The further removed we get from the December 26th reversal though, the more we can start to see some divergence. The past week has been particularly helpful in terms of “separating the men from the boys.”
Curiously, the emerging leaders and laggards aren’t necessarily the ones you’d expect. Industrial stocks are on a tear — without much help from General Electric (GE) – and technology stocks are back to their usual bullish form. Utilities stocks, meanwhile, are fading after holding up reasonably well when other sectors couldn’t. And, materials and financial stocks aren’t realizing the full potential both groups hinted at in January.

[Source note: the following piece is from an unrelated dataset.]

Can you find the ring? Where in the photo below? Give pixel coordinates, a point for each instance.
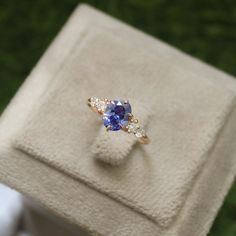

It’s a set of trends that can get muddled in a numeric table… even a well-crafted one. The easier and more effective means of spotting the market’s top sectors, and not-so-hot groups, is visually.
Sector Rotation Trends
The graphic below does the job, plotting the day-to-day net movement of each of Standard & Poor’s ten key sectors, compared to one another. For the past 365 days (roughly 250 trading days), the S&P 500 Utility Index has mustered the best performance with a 13.3% gain. Much of that leadership, however, can be attributed to the fact that it lost the least amount of ground when the December meltdown took shape. At the bottom rung are materials stocks, down 9.3% for the past twelve months, remaining in last place as it has for the better part of the past year.
It’s the names in between the extremes, however, that tend be the most interesting and compelling prospects.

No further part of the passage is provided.